By employing predictive analytics to accurately forecast demand and maintain sufficient inventory levels, retailers can optimize the retail supply chain and significantly reduce wastages. Modern technology can serve as the perfect bridge between the market and the retailer, by allowing for a demand-determined supply framework that works ahead of time, resulting in seamless operations.
Transforming Your Store Through Virtual Reality
Recently, cosmetic brand Sephora introduced an augmented reality mirror that allows buyers to see how make-up accessories would look on their face through a virtual app. This has led to substantial sales growth and convenience for customers, and the brand has established its identity as a future-ready cosmetic giant.
New developments like mobile payments, interactive kiosks, RFID tagged products, BLE technology and smart shopping carts have transformed modern-day retail stores. So much so, that even online retail giants such as Amazon are using these technologies to provide an augmented experience.
The smartphone-equipped customer has become an easily approachable customer with virtual tools. Through these devices, customers can be informed about the latest products and offers, new inventory etc. and the process of payments can be made faster. Furthermore, innovations like interactive kiosks and virtual mirrors could also refuel the desire of customers to shop in a physical store. Retailers should also look for ways to leverage technology to enhance the in-store experience.
Revolutionizing Customer Outreach
Probably, the biggest transformation has happened in the customer outreach department on the back of predictive analytics technology and big data. The buying process begins right at the home of the customer, where he/she can access all the information needed to optimize their shopping journey. All throughout this journey, the customer leaves bits and pieces of behavioural information which the retailer can now piece together with the help of cutting-edge technology.
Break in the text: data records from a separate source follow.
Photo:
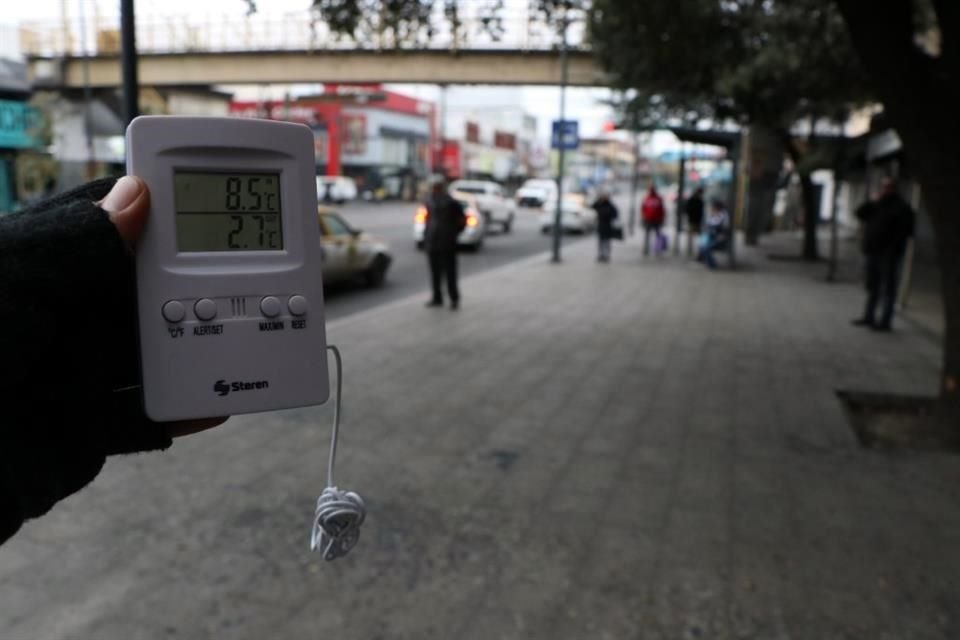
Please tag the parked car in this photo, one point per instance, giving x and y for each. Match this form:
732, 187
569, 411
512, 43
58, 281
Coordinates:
575, 216
494, 207
535, 192
472, 234
339, 189
350, 254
These insights are then used to encourage customers to spend more time at the shops.
Several technology trends over the past five years have considerably altered the retail environment. These days, each and every customer is a digital customer, with fast-rising expectations regarding quality and seamless shopping experience. They are taking more control of their shopping experience. Retailers also need to up their game to appeal to the tech-savvy buyers of today. But first, they have to be honest with themselves regarding their choice of strategies, think hard about their strategies and prepare a blueprint which could be implemented strongly by the spread of technologies. IT investment in retail is essential not just for the success, but for the survival of the industry as well. The future offers new systems with emphasis placed firmly on continuous improvements in effectiveness, efficiency and profitability.